- Date: June 19, 2013
- Author: Shubash Lohani, Deputy Director for the Eastern Himalaya Ecoregion Program
I was born in Nepal, in a village adjacent to Chitwan National Park, one of the few places on earth where you can find rhinos, elephants, and tigers in the same landscape.
It was there that I developed my love of nature. Some of my fondest childhood memories are of swimming in the river and picking fruit on the edges of the park. There were a lot of wild animals about, which was thrilling to me as a child.
Helping animals and people
My mother’s family had a farm just outside the park boundary and my father’s brother used to run a tourist lodge about 10 miles west of the farm, also on the edge of the park. When rhinos would visit the local villages at night, my mother's brother had to guard his fields and chase the animals away. In contrast, my father’s brother was always happy when the rhinos came because the hotel guests were so excited to see them.
I was confused by my uncles’ attitudes. One hated the rhinos and one loved them. Why were there two such starkly different views of the same animal? Even back then, I thought I might like to eventually work on creating better relationships between animals and people.
Today, that is exactly what I do at WWF. As part of our Eastern Himalayas program, I help find solutions that protect wildlife and also bring benefits to local communities in Nepal, Northeast India, and Bhutan.
Bringing back the forest
Across its diverse landscape—from high mountains to tall grasslands—the Eastern Himalayan region is home to iconic species such as the snow leopard, Bengal tiger, elephants, and one-horned rhino, as well as millions of people. Seven of Asia’s major rivers originate in the Himalayas, providing freshwater to millions and sustaining vital ecosystems. The area’s natural resources are under tremendous pressure, so WWF has been working with local governments and communities for the last five decades to secure the natural heritage and promote sustainable development of the region.

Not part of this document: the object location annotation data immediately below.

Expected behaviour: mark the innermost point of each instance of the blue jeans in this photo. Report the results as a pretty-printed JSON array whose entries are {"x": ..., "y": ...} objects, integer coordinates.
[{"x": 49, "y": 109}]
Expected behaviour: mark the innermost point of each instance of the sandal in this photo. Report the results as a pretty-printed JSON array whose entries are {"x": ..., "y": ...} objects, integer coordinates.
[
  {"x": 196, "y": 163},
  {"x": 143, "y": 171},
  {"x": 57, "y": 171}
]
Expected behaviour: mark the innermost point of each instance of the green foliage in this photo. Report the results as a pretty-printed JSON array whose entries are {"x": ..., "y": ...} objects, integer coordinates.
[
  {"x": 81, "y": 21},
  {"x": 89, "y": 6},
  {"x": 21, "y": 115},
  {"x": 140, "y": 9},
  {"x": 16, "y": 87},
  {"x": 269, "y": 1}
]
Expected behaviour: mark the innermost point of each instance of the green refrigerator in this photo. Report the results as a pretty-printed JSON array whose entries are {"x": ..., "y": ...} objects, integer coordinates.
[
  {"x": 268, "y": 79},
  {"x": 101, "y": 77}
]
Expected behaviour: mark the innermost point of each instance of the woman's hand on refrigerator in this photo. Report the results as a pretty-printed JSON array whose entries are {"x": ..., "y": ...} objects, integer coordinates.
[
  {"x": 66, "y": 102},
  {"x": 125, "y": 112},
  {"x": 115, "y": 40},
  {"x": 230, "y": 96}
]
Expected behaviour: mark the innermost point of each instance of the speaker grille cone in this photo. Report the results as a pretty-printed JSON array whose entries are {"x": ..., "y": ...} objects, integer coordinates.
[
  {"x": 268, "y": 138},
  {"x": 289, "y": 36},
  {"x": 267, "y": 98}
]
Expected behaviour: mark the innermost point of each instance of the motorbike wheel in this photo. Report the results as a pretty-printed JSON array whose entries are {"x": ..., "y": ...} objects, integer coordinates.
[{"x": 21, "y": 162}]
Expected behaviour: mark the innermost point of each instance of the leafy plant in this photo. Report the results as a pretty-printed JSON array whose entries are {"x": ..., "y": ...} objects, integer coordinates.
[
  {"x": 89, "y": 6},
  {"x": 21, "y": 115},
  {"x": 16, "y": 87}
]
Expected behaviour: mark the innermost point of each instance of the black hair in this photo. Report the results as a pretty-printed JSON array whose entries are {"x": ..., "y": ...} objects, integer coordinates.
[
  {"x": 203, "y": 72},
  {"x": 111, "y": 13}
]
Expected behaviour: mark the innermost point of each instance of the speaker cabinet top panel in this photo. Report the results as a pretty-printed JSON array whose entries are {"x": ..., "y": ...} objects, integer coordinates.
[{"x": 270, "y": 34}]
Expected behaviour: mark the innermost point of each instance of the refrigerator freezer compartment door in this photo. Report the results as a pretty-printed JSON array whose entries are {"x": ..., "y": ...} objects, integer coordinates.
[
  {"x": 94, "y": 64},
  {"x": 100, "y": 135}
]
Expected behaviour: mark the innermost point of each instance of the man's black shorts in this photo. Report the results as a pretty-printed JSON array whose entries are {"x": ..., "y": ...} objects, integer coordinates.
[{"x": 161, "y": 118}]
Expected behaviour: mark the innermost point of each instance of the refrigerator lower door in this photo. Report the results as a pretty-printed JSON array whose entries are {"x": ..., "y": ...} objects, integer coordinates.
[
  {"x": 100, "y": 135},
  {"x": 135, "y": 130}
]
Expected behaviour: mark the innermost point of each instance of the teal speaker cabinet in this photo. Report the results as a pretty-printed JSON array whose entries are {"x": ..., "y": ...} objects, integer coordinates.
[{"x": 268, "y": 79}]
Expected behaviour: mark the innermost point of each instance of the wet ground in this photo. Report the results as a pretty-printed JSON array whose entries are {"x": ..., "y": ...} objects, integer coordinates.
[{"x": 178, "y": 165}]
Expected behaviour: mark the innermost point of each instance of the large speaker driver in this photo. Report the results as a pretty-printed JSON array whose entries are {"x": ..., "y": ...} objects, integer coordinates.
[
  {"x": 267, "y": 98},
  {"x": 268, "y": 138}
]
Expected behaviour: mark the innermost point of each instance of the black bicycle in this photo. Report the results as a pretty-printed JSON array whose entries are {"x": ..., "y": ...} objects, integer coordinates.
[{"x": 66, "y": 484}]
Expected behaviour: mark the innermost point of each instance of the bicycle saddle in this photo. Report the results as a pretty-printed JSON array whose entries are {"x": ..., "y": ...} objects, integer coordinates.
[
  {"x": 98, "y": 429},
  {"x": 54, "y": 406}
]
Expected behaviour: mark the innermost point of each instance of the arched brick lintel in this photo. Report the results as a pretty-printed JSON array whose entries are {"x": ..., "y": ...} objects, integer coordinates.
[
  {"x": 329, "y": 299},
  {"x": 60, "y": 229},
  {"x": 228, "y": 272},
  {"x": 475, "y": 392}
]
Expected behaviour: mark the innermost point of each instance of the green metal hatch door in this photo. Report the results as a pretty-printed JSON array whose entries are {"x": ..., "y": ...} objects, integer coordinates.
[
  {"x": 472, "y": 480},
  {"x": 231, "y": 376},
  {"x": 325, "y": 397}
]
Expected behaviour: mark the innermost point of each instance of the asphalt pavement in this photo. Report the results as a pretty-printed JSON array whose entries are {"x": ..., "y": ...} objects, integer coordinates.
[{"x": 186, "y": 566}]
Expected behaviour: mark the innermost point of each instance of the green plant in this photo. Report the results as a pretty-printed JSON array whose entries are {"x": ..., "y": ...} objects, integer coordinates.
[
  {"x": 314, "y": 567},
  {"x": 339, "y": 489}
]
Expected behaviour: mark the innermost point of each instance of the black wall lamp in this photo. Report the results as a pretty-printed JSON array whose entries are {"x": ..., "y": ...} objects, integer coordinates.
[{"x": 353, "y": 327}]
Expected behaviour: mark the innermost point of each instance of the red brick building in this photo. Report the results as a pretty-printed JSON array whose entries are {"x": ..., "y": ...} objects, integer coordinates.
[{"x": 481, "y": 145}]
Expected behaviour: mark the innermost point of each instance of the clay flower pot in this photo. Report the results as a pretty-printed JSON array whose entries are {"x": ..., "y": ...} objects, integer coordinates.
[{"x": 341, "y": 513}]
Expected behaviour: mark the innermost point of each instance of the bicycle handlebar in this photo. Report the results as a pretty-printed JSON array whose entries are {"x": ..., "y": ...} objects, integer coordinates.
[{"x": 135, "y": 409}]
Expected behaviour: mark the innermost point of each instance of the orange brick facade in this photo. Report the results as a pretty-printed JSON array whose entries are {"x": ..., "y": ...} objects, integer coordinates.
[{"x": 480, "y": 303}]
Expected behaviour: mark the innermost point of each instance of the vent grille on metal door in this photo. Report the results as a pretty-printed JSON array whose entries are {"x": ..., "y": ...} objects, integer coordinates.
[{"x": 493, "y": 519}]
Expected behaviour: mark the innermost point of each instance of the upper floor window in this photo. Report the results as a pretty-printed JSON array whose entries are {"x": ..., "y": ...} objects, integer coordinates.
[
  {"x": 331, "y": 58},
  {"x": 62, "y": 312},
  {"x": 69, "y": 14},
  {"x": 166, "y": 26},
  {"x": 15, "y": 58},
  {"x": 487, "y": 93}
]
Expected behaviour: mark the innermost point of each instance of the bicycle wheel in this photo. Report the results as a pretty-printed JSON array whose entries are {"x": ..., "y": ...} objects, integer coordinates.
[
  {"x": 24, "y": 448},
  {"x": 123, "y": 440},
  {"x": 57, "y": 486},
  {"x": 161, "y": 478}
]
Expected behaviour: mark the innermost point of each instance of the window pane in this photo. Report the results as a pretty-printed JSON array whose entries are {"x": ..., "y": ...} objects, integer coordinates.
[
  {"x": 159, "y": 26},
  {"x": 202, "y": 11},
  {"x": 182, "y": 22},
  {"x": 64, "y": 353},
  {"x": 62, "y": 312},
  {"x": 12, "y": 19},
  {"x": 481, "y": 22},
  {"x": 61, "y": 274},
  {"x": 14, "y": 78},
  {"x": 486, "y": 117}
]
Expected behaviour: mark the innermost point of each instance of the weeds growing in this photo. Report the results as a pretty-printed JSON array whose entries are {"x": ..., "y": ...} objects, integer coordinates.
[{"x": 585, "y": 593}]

I am so proud when I witness our success in this mission. On a hot summer day in 2009, I visited a WWF forest restoration project in a village near Bardiya National Park in southwest Nepal. As we stood in the reconstructed forest—a wildlife corridor connecting protected areas of Nepal and India—the chairman of that community forest told me how 10 years prior, the area was only a soccer field.
WWF approached the community in 2001 about creating the restoration program. At the time, the forest was so degraded that the community had trouble finding firewood and the connectivity between the parks was in verge of breaking. With support from the community, WWF initiated a program that included helping the community start income-generating activities and install alternative energy technologies.
Now that once-degraded forest is again lush and healthy. Communities have a sustainable source of forest products, and their lives have been transformed through various eco-enterprises and adoption of alternative energy. And now that wildlife like rhinos and tigers have returned, local people can gain even more income through ecotourism.
Seeing how our work impacts people’s lives gives me a wonderful sense of fulfillment. I am sure that we are doing the right thing, and this is why I do the work I do in the Eastern Himalayas, a place that is so much more than just my home.